After finishing Vurt I’m still not sure how to classify it: is it an alternate-reality Manchester, a near-future quasi-cyberpunk adventure, a virtual reality game based on nanotechnology, or the hallucinations of an addict? Perhaps it is a combination of all of these things.
The novel relates the story of Scribble and the rest of the Stash Riders gang as they search for Scribble’s sister, Desdemona, who was lost in the vurt. The vurt is accessed by placing a feather into the mouth; different coloured feathers transport the character(s) into different genres of vurt experience, which is apparently a sharable, virtual reality. The mechanism of vurt is never explained, which differentiates this novel from computer-based cyberpunk fiction.
There are allusions to Orpheus’ visit to the underworld, Lewis Carroll’s stories (Alice is mentioned, and there is a bar named the Slithy Tove), and Othello (e.g.: Desdemona). There are also a few hints that the reader may be within the vurt, for example: “…maybe you’re in the feather, thinking that you’re reading the novel, with no way of knowing…” (p. 341).

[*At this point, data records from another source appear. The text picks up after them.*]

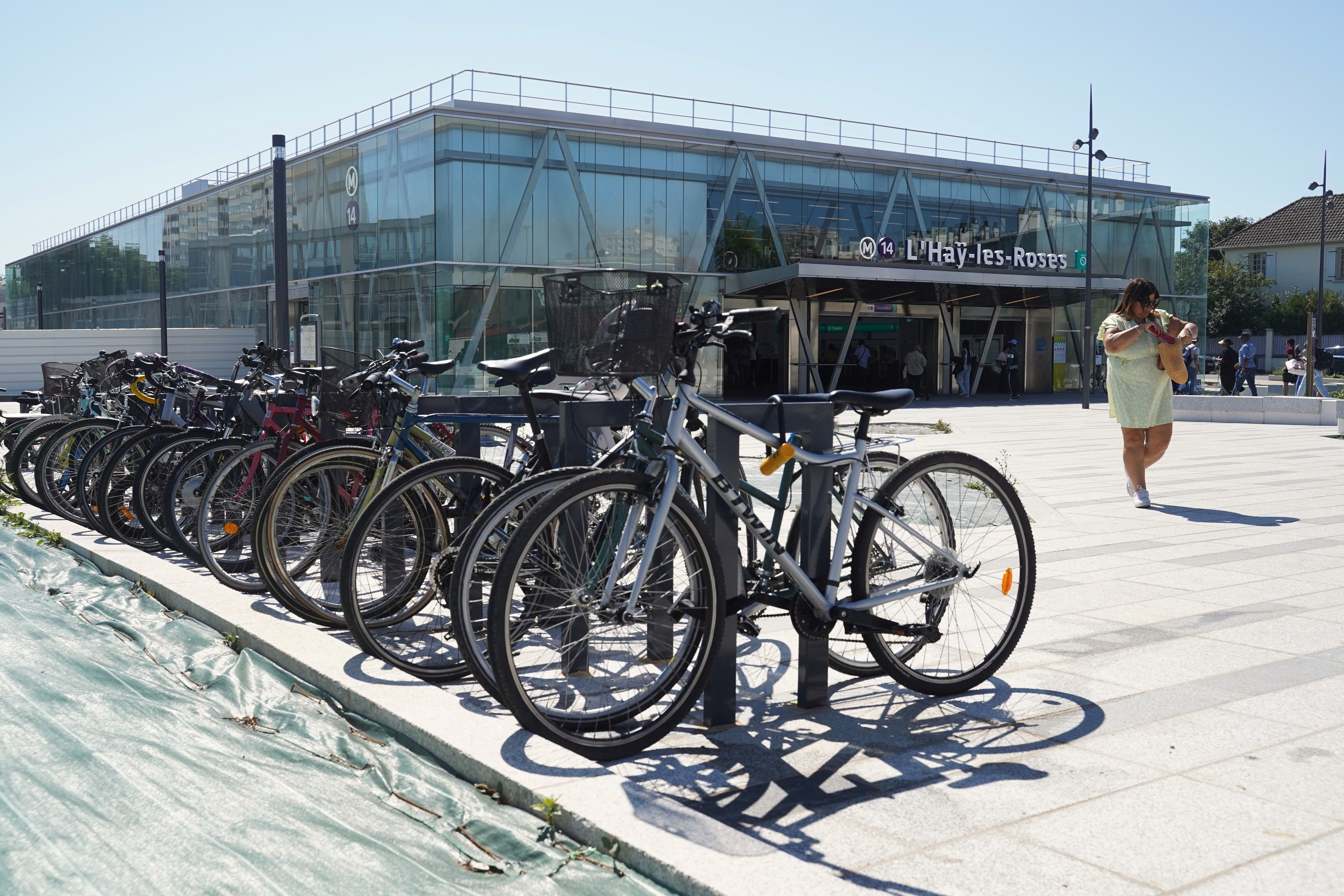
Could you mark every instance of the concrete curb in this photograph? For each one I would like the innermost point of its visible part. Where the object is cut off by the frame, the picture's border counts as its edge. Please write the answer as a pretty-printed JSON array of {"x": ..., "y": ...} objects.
[{"x": 660, "y": 837}]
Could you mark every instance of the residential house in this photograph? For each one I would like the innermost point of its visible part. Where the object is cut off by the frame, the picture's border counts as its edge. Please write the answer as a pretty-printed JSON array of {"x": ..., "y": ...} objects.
[{"x": 1287, "y": 246}]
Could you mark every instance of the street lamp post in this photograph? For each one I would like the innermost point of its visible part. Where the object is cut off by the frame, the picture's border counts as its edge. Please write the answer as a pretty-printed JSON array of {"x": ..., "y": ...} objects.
[
  {"x": 1318, "y": 336},
  {"x": 163, "y": 304},
  {"x": 1088, "y": 338}
]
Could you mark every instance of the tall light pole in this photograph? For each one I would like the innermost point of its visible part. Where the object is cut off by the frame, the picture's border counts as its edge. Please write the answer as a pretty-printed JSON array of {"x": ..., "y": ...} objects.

For the first few chapters I was sure I’d love the book: Jeff Noon certainly has an incredible imagination; but, ultimately, I wasn’t pulled into the story or characters in any meaningful way. There are some remarkable sections, but I found the book too fractionated, with too many resolution via computer-game-like deus ex machina, and there was insufficient depth of character and story to fully engage me.
I enjoyed the novel, but didn’t love it.